- Born: Romulus Vereș 23 January 1929 Cluj, Romania
- Died: 13 December 1993 (aged 64) Ștei, Romania
- Other name: The Man with the Hammer
- Conviction: Murder
- Criminal penalty: Not guilty by reason of insanity

Details
- Victims: 5
- Span of crimes: 11 September 1972 – 14 February 1974
- Country: Romania
- Date apprehended: 14 February 1974

= Romulus Vereș =

Romanian serial killer

Romulus Vereș (23 January 1929 in Cluj – 13 December 1993 in Ștei) was a notorious serial killer from Romania, known as "The Man with the Hammer".

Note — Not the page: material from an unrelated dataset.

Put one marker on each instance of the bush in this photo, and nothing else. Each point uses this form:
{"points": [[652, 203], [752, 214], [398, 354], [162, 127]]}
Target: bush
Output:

During the 1970s, he was charged with five murders and several attempted murders, but never imprisoned on grounds of insanity; he had schizophrenia, blaming the Devil for his actions. Instead, he was institutionalised in the Ștei psychiatric facility in 1976, following a three-year-long forensic investigation during which four thousand people were questioned.

Urban myths brought the number of victims up to 200 women, but the actual number was much smaller. This confusion probably is explained by the lack of attention this case received, despite its magnitude, in the Communist press of the time.

==Before Murders==
Romulus Vereș was born on 23 January 1929. He worked as a locomotive mechanic and got married at 19 years old to his first wife, which whom he had a son. They divorced after 6 years, and he remarried immediately after. His second marriage lasted 4 years, with his second wife later accusing him of verbal abuse and physical abuse.

==Murders==
Between 1972 and 1974, he attacked 8 women and girls, of whom 3 died, and was convicted only of 5. He attacked victims by hitting them with a hammer, iron bar or anything similar. He didn't have a clear Modus Operandi, as some victims were attacked in public and some in their own home, some victims were raped, and he also stole some valuable items from some victims.

Chronologically, his victims were:

- Cornelia Vaida, 25, killed and thrown in a river on the night of 11 September 1972.
- Ibolya Covaci, 15, attacked in her own house on 7 October 1972, survived.
- Maria Mărgineanu, 35, attacked in her own house while pregnant on 16 October 1972, survived
- Ana Valentina Florea, 8, attacked in her own house and raped on 5 December 1972, survived.
- Ana Biro, 48, attacked in a store on 12 December 1972, survived.
- Ileana Olteanu, 46, attacked in an apartment complex on 12 December 1972, survived.
- Aurelia Ciulea, 16, killed and raped in her own home on 16 December 1972
- Ilona Szilagy, 68, killed on 14 January 1974.

==Arrest and Conviction==
He was arrested on 26 February 1974, 12 days after he killed his last victim. While in custody, he claimed to be controlled by two devils, which he called Bere (Romanian word for beer) and Puiu (Romanian word for chicken). Doctors noted he was an extremely dangerous criminal, as he couldn't remember when he attacked or killed his victims, and he was convicted to life in a mental institution, dying there on 13 December 1993.